VICTORY Park Capital will start using 20 per cent of its monthly management fees to purchase the fund’s shares while they are trading at a discount, in order to bolster confidence during “challenging” market conditions.
The peer-to-peer focused investment trust said in its half-year results on Thursday that a number of its holdings in securitisations suffered writedowns and that certain positions in its loan portfolios exhibited higher-than-expected losses.
It is thought that the fund’s management sees the Brexit vote and subsequent weakening of the pound as the most powerful headwind on performance, as the firm has to keep taking cash out to cover its hedged positions.
Shares were trading at a 15 per cent discount to net asset value as of 30 June 2016.
“Using management fees to purchase the fund’s shares is quite a strange arrangement – not unheard of but not common,” a City analyst who covers the sector told Peer-to-Peer Finance News.
“It’s an olive branch to shareholders.”
During the first half of the year, the company delivered a total net asset value return of 1.5 per cent, compared to 5.8 per cent at the end of 2015.

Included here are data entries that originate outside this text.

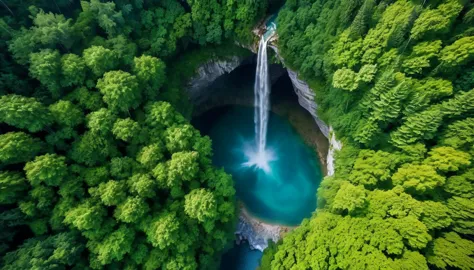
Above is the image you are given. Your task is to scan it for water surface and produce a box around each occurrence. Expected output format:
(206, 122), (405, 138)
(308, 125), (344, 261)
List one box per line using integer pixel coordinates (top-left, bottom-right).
(197, 106), (322, 226)
(220, 243), (263, 270)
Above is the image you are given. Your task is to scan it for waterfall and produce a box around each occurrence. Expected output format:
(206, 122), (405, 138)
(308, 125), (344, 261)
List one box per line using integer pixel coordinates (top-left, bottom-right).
(254, 36), (271, 153)
(243, 33), (276, 173)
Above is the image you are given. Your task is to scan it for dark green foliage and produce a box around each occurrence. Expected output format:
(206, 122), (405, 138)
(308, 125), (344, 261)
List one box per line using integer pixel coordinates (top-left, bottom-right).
(25, 154), (67, 186)
(0, 132), (43, 164)
(3, 232), (85, 270)
(0, 171), (28, 204)
(261, 0), (474, 269)
(0, 95), (52, 132)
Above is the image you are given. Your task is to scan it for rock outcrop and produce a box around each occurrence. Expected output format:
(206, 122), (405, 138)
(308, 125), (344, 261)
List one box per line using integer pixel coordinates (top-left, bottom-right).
(235, 208), (287, 251)
(186, 56), (244, 105)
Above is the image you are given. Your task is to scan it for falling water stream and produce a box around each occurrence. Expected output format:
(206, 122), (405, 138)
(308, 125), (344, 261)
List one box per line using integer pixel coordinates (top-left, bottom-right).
(244, 29), (277, 173)
(194, 18), (322, 270)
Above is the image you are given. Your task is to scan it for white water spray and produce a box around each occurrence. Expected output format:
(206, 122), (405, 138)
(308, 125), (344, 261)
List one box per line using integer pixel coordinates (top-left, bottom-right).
(254, 36), (270, 153)
(243, 29), (276, 173)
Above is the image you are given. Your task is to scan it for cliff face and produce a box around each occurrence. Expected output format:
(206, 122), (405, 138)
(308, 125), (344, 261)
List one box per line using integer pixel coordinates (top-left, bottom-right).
(187, 33), (342, 251)
(287, 68), (342, 175)
(186, 56), (244, 105)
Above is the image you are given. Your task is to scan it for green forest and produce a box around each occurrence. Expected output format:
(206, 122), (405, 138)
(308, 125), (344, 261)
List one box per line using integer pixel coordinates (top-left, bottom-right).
(0, 0), (268, 270)
(0, 0), (474, 270)
(262, 0), (474, 269)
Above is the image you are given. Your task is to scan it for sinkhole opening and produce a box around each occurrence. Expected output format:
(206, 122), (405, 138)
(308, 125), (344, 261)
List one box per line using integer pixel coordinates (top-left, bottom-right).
(192, 58), (327, 226)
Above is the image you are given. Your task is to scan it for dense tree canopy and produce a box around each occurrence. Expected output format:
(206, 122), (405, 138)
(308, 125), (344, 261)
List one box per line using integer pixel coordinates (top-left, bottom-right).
(261, 0), (474, 269)
(0, 0), (267, 269)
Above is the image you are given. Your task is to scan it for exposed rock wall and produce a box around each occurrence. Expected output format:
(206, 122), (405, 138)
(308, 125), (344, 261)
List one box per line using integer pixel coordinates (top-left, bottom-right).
(287, 68), (329, 138)
(235, 208), (286, 251)
(186, 56), (244, 105)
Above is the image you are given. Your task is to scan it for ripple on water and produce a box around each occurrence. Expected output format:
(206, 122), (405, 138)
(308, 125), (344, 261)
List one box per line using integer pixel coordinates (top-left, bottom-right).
(209, 106), (322, 226)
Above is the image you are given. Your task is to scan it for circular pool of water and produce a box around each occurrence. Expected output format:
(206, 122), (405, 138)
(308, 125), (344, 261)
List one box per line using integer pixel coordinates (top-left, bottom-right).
(198, 106), (322, 226)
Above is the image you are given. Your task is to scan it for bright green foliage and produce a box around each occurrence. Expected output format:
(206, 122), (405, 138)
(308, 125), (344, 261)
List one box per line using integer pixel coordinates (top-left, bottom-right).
(88, 225), (135, 265)
(411, 0), (463, 39)
(425, 146), (471, 172)
(392, 164), (446, 194)
(145, 102), (185, 130)
(81, 0), (124, 36)
(184, 188), (217, 222)
(127, 174), (157, 198)
(349, 150), (395, 187)
(372, 81), (408, 122)
(332, 182), (366, 214)
(145, 213), (180, 249)
(67, 87), (104, 111)
(402, 40), (442, 74)
(439, 37), (474, 68)
(0, 132), (43, 164)
(0, 0), (244, 270)
(69, 131), (117, 166)
(426, 232), (474, 269)
(0, 95), (52, 132)
(83, 46), (117, 77)
(133, 55), (166, 100)
(30, 49), (61, 97)
(441, 118), (474, 151)
(0, 171), (28, 204)
(447, 196), (474, 235)
(95, 180), (127, 206)
(49, 100), (84, 127)
(61, 53), (86, 87)
(64, 199), (107, 231)
(110, 157), (137, 179)
(87, 108), (117, 134)
(367, 187), (422, 218)
(8, 9), (74, 65)
(332, 68), (359, 91)
(153, 163), (169, 188)
(391, 108), (443, 147)
(261, 0), (474, 270)
(97, 71), (141, 112)
(114, 197), (149, 223)
(441, 89), (474, 118)
(137, 143), (164, 169)
(443, 168), (474, 198)
(25, 154), (67, 186)
(139, 0), (192, 57)
(356, 65), (377, 83)
(168, 152), (199, 182)
(421, 201), (452, 230)
(112, 118), (140, 142)
(2, 232), (85, 270)
(165, 124), (195, 153)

“The company has taken steps to mitigate the credit underperformance by exiting and winding down certain positions and redeploying capital to other, better performing opportunities,” said chairman Andrew Adcock.
“In particular, I am excited about the strong pipeline of investments in proprietary balance sheet facilities, which offer significant credit enhancements, and feature attractive interest rates ranging from 12 per cent to 16 per cent.”